Personal information
- Date of birth: 11 August 1988 (age 37)
- Place of birth: Budapest, Hungary
- Height: 1.88 m (6 ft 2 in)
- Position: Striker

Youth career
- 2002–2003: MTK
- 2003–2005: Ferencváros
- 2005–2006: Rákospalota

Senior career*
- Years: Team / Apps / (Gls)
- 2006–2007: BKV Előre / 13 / (2)
- 2007–2009: Szombathely / 14 / (1)
- 2008–2009: → Ferencváros (loan) / 12 / (3)
- 2009–2012: Ferencváros / 37 / (9)
- 2010: → Rákospalota (loan) / 11 / (8)
- 2012–2014: Debrecen / 13 / (2)
- 2013–2014: → Pécs (loan) / 16 / (5)
- 2014–2015: Pécs / 14 / (2)
- 2015–2017: Nyíregyháza Spartacus / 41 / (22)
- 2017–2019: Budafok / 66 / (25)
- 2019: Soroksár SC / 8 / (0)
- 2020: Bicskei TC / 2 / (1)

= Péter Pölöskei =

Hungarian footballer

Péter Pölöskei (born 11 August 1988, in Budapest) is a Hungarian football player.

==Career==
After leaving Ferencvárosi TC, Poloskei joined Coventry City on trial during August 2012, where he played in Coventry's pre season. However, after considering offering Poloskei a one-year deal, Coventry decided not to offer Poloskei a full-time contract.

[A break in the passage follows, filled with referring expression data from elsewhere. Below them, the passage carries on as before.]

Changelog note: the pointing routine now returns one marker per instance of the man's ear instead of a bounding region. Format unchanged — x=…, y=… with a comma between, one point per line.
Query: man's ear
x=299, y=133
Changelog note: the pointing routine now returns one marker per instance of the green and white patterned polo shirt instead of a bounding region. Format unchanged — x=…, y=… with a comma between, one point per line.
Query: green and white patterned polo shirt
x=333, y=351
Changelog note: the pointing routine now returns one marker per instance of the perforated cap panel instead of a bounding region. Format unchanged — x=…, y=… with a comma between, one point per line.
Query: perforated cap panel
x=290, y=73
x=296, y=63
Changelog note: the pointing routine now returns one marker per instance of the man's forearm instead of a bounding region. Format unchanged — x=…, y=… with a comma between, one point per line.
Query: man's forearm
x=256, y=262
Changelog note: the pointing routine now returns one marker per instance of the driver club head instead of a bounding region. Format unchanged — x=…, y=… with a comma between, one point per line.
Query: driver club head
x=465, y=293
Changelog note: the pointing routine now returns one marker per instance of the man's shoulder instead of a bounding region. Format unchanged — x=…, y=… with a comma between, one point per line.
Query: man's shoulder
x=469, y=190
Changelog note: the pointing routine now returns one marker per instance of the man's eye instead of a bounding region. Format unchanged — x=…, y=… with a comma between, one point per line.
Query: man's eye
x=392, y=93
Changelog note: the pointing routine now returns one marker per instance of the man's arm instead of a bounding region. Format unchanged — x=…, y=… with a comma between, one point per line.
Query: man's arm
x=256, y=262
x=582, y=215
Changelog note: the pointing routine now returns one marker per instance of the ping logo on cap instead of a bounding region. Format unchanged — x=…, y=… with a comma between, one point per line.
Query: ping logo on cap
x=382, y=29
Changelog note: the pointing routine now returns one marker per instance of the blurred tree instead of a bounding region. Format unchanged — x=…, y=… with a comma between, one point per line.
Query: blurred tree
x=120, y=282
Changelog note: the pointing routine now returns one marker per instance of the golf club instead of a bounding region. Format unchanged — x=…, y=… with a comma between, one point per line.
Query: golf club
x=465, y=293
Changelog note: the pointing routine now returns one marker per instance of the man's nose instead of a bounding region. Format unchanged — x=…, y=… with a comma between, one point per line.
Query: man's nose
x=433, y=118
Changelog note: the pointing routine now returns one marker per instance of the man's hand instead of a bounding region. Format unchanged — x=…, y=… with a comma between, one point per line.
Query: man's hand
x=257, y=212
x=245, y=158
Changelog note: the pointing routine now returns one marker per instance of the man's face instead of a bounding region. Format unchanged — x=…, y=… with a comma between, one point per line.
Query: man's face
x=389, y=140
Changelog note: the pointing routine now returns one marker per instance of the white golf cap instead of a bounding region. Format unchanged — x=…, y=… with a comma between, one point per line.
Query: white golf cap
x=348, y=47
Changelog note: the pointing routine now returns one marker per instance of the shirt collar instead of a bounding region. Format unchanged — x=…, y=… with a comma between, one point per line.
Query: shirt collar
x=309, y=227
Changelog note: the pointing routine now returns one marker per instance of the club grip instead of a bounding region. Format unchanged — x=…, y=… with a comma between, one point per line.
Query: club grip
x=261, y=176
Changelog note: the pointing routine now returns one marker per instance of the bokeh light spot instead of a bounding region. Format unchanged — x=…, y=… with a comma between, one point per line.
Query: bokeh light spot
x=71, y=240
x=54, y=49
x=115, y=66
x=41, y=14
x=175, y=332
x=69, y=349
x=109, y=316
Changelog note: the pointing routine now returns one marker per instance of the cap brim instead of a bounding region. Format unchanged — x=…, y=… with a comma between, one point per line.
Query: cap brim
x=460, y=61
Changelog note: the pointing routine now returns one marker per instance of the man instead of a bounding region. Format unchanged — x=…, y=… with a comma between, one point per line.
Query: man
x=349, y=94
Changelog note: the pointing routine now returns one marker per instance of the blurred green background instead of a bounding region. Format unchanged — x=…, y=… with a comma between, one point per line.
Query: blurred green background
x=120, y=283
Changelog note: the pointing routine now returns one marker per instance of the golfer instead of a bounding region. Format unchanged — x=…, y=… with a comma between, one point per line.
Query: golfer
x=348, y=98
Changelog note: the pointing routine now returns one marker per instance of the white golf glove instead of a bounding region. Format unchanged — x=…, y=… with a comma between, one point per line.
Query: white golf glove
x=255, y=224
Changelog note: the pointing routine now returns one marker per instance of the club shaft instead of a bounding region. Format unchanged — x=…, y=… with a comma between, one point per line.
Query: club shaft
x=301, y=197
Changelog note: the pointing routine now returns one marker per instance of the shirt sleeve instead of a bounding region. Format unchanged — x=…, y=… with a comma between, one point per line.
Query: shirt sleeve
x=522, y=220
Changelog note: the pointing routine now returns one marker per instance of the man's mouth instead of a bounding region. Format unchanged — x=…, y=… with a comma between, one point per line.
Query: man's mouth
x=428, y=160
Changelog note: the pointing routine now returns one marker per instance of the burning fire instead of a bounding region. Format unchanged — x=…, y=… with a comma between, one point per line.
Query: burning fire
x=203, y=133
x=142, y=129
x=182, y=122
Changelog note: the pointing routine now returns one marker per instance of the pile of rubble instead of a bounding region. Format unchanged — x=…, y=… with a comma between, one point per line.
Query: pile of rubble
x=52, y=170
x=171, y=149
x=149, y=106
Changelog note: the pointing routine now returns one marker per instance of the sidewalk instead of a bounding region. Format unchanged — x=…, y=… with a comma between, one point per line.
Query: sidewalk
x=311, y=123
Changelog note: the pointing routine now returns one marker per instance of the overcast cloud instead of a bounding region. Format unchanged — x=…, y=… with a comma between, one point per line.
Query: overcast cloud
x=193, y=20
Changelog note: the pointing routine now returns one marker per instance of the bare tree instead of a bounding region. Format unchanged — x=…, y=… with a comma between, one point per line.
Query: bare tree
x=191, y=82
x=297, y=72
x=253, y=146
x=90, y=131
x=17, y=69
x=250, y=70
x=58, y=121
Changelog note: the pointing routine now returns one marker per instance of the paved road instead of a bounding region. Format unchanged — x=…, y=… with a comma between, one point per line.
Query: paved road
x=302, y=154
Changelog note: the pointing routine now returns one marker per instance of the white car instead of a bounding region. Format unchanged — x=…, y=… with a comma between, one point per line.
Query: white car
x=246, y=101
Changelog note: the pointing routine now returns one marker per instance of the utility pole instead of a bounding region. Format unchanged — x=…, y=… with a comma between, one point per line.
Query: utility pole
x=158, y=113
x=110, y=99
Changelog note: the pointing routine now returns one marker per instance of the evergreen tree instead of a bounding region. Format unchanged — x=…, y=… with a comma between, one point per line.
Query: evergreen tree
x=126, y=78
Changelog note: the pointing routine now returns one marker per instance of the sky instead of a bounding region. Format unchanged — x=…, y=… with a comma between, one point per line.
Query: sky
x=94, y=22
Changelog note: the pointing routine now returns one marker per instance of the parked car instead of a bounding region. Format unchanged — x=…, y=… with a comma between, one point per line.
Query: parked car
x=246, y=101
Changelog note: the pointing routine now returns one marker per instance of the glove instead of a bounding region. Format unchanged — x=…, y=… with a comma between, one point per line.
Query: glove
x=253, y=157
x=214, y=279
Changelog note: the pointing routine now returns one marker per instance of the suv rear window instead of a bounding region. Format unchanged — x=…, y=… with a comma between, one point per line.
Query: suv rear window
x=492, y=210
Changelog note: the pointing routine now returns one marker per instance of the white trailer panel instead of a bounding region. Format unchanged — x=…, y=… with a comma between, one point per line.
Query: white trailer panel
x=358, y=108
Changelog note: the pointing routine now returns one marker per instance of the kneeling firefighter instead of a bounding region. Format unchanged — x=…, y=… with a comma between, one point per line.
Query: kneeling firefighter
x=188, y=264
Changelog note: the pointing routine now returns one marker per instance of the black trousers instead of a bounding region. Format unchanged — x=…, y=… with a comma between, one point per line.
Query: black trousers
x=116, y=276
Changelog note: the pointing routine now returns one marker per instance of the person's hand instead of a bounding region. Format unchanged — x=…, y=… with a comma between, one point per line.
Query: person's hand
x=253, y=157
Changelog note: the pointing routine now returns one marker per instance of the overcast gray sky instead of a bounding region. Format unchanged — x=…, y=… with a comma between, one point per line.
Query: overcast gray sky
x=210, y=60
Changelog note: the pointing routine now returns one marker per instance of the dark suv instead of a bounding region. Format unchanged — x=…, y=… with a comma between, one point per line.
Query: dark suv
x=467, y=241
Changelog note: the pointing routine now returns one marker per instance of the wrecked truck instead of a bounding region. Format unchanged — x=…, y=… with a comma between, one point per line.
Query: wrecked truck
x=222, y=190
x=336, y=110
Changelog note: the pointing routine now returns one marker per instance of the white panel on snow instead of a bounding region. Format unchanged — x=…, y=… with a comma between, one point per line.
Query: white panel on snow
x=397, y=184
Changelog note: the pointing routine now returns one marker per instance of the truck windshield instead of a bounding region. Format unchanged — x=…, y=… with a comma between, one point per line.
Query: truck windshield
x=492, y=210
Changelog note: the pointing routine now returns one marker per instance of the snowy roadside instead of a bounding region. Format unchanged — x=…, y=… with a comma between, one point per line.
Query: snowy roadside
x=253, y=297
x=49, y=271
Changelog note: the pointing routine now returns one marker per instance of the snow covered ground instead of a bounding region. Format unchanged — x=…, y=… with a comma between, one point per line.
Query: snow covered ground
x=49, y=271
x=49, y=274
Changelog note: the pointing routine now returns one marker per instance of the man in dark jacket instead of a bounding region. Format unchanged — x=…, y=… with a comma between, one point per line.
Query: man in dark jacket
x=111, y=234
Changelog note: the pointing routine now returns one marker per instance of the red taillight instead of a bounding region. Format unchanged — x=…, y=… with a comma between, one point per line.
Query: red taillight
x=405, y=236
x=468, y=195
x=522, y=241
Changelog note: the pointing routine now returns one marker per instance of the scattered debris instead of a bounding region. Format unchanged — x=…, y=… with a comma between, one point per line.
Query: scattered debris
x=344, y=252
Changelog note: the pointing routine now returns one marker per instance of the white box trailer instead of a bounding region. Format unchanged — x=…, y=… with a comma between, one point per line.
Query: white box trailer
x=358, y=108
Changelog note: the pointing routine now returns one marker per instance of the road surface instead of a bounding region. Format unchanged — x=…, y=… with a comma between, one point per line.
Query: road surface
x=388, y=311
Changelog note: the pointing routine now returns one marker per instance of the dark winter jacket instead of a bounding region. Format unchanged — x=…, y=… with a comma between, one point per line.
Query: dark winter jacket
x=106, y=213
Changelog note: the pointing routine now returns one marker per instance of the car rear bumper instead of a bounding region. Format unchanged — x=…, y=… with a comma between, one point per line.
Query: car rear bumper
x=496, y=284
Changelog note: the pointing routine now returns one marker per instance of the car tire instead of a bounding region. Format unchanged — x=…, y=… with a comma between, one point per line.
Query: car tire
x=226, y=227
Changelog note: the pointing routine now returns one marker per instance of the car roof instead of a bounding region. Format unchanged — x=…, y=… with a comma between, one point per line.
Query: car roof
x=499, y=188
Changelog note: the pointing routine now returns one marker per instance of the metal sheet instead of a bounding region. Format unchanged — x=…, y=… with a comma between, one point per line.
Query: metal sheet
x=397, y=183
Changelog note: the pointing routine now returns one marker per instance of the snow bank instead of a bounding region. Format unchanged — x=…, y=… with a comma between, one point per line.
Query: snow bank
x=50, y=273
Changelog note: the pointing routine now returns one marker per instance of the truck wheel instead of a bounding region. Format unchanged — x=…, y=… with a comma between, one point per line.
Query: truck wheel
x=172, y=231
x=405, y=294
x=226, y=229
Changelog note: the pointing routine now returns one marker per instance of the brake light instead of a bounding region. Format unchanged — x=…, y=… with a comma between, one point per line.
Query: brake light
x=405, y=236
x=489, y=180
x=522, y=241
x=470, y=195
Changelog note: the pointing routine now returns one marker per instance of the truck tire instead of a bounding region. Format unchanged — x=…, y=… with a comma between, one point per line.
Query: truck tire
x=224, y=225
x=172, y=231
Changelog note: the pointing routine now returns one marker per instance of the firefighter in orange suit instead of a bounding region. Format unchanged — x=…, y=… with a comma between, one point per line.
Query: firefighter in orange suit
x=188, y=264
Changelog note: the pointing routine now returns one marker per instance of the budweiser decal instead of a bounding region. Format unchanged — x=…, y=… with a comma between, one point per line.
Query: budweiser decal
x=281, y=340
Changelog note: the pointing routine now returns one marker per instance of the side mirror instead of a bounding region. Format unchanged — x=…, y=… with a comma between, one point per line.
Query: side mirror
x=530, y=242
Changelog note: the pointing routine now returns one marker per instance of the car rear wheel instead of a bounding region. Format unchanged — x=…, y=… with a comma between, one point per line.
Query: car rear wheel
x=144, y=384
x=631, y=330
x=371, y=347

After his trial ended at Coventry, Poloskei joined Leeds United on trial in September 2012, and scored on his début for the club in Leeds Development Team's 3–1 victory over Wigan Athletic. His ex Ferencvárosi TC Manager Bobby Davison tipped Poloskei to be a hit at Leeds United should he get a permanent deal.
He currently plays for Debreceni VSC

In August 2019, Pölöskei joined Soroksár SC. On 8 January 2020 the club announced, that he had left the club. Pölöskei had suffered from several injuries and only managed to play 10 games in total, scoring two goals for the club.